Saturday, December 02, 2006

Why Me?

I’ve been wrestling with this essay for about a week and a half, not really wanting to write it because I know that it’s aimed at me as much as it is any of you. But, the basis of this post is “if this is a blog about changing the future, why do all of the posts seem to be about changing me?”

Why me? Why do I have to change? I want to bring about world peace. I want wars to end, for hunger to be wiped out, for racism to stop, and for everyone to live in harmony. I want everyone else to change. I’m fine, or at the very least doing the best that I can. I donate money (and perhaps time). I recycle. I am polite to meter maids and small children. What’s so wrong with me that we have to talk about how I have to change? Why can’t we talk about them? They’re the ones that have to change.

I’ll tell you why we aren’t talking about them – the ones who don’t bother picking up after themselves, the bosses who make racist jokes, the police officers who let off pretty women with just a warning while others get tickets, the anti-gay protestors, the vandals and desecrators. We aren’t talking about how to change them because we can’t change them. We simply can’t.

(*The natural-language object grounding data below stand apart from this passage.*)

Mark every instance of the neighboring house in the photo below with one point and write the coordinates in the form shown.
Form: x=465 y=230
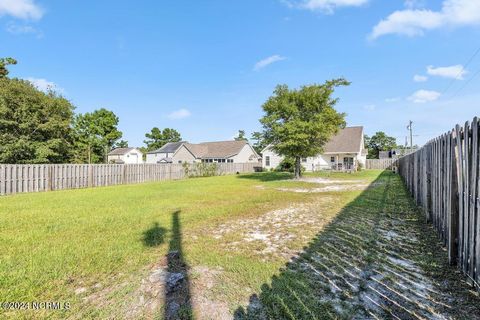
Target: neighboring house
x=343 y=151
x=125 y=155
x=219 y=151
x=395 y=153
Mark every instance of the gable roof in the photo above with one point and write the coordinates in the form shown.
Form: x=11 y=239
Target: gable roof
x=217 y=149
x=347 y=140
x=169 y=147
x=120 y=151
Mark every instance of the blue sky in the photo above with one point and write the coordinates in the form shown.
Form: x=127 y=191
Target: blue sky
x=205 y=67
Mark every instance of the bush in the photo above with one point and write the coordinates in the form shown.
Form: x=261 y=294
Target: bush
x=288 y=165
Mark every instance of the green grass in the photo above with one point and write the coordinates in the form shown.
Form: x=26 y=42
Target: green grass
x=54 y=243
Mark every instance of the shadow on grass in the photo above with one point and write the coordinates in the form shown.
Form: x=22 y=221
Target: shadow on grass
x=154 y=236
x=177 y=284
x=376 y=260
x=267 y=176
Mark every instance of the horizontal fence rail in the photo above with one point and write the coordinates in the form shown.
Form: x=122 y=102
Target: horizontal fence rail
x=382 y=164
x=443 y=177
x=17 y=178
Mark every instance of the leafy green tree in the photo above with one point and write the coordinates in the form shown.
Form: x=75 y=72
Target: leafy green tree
x=241 y=136
x=258 y=142
x=121 y=144
x=34 y=126
x=4 y=62
x=379 y=142
x=298 y=123
x=95 y=135
x=157 y=138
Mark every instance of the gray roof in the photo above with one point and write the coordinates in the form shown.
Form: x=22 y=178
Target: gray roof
x=347 y=140
x=120 y=151
x=217 y=149
x=169 y=147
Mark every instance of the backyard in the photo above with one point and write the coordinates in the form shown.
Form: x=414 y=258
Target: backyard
x=251 y=246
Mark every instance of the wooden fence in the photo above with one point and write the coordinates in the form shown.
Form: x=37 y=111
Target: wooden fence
x=380 y=163
x=16 y=178
x=443 y=177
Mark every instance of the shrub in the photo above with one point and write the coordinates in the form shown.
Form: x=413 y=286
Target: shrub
x=288 y=165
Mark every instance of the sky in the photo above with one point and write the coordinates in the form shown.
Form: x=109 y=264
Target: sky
x=206 y=67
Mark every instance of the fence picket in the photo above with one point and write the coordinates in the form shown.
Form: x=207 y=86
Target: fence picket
x=444 y=178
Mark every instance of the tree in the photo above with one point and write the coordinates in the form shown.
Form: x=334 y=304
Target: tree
x=34 y=126
x=4 y=62
x=379 y=142
x=157 y=138
x=95 y=134
x=121 y=144
x=258 y=142
x=241 y=136
x=298 y=123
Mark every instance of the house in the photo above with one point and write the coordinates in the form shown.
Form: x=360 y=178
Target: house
x=125 y=155
x=395 y=153
x=344 y=151
x=218 y=151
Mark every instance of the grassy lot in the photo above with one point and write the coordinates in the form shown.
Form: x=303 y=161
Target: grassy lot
x=105 y=250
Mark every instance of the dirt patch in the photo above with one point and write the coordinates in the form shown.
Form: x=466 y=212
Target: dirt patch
x=326 y=181
x=331 y=188
x=372 y=262
x=272 y=232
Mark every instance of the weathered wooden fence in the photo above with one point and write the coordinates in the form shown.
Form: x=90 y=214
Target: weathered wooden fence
x=380 y=163
x=15 y=178
x=443 y=178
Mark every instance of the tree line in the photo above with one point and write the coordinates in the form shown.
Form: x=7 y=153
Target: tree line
x=42 y=127
x=39 y=127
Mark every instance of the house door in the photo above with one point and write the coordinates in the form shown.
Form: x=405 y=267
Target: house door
x=348 y=162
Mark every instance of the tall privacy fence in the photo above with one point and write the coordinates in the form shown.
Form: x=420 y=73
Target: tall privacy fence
x=15 y=178
x=382 y=164
x=443 y=177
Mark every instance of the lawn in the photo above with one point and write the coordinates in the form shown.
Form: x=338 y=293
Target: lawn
x=105 y=250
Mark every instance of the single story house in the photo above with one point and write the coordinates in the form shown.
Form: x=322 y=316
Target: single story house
x=125 y=155
x=395 y=153
x=342 y=152
x=218 y=151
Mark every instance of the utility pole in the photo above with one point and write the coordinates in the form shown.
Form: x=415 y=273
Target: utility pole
x=409 y=127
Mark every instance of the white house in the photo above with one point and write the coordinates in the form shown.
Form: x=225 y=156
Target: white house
x=125 y=155
x=343 y=151
x=218 y=151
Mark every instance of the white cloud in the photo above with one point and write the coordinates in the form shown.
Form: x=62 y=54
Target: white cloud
x=267 y=61
x=414 y=22
x=391 y=100
x=419 y=78
x=179 y=114
x=325 y=6
x=414 y=3
x=454 y=72
x=45 y=85
x=21 y=9
x=23 y=29
x=422 y=96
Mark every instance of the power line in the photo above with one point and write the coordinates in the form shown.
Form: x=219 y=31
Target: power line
x=465 y=84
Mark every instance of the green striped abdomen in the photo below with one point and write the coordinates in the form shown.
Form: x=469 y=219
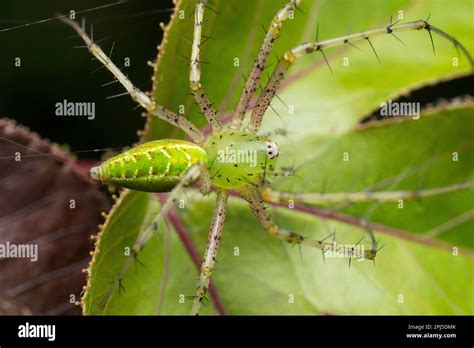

There are a lot of things we can do, but we can’t change other people. We can change their actions for a short amount of time. We can hold a gun to their heads and say “do this or die” and most will do what we want. We can withhold sex or allowances or invitations to our house or our good will. We can nag and threaten and bully. But what does that get us? A temporary change in their behavior, which they will change back once we stop actively forcing them to alter their ways. We wouldn’t have changed the people themselves.

People do change, and people do influence other people to change, but not against the other’s will. And it’s a whole lot easier to change by example than by force or coercion.

If a celebrity did a commercial on TV against smoking and you saw her later in the news smoking away, would you listen to her?

If your aunt Mabel gained 100 pounds of weight over the past year and then yelled at you for having a second piece of cake, would you listen to her?

If your sister told you not to go out with rough men and don’t let them treat you like dirt while she’s covering up her latest bruise from the fourth boyfriend she’s had in six months, would you listen to her?

No, most likely not. Because the integrity of a hypocrite is low. Because we don’t listen to hypocrites unless they’re telling us something we were already prepared to hear, whether it came from a hypocrite, a sincere person, or a fortune cookie. But someone who’s sincere, someone who also doesn’t smoke, doesn’t overeat, and doesn’t let men smack them around – that’s someone that we’re more likely to listen to.

There’s a story about Ghandi where a woman asked him to tell her son not to eat sugar. She went to him, because her son would listen to a wise man like Ghandi. Ghandi told her to come to him in two weeks with her son. In two weeks, they came back, and Ghandi told the boy to stop eating sugar. The mother asked him, if that’s all he was going to do, why couldn’t he do that two weeks ago? Ghandi replied that two weeks ago, he was still eating sugar himself.

This is why we’re looking at ourselves. This is why we are improving our own lives and our own futures. It is because the only way to get others to decide to change or at least to prepare them for change later, is by example.

And that can suck. Because it’s easier to try to change others than to change yourself. At least at first. But change is also contagious. As you change the small things, the big things become easier. And as you change yourself, you’ll find that others around you change – or you’ll discover that they won’t change and you no longer want to be the type of person who enjoys their company.

That last part is one of the more difficult things about change, and one of the big reasons why some people don’t change. They don’t want to face the big problems of their lives, so they keep around the smaller problems to focus on. They distract themselves from their spouses’ cheating (or just apathy) by concentrating on their dirty house, and they keep it dirty so that they don’t have the time or energy to “see” the cheating. They say they want a clean house, but deep down, they want their marriage more, and to not have to face the problems in their marriage, they have other problems instead.

Change yourself first, and others will follow. Perhaps not the ones that you are currently with, but others. It is, unfortunately, the only effective way. But you’re not alone. You can trust me on that.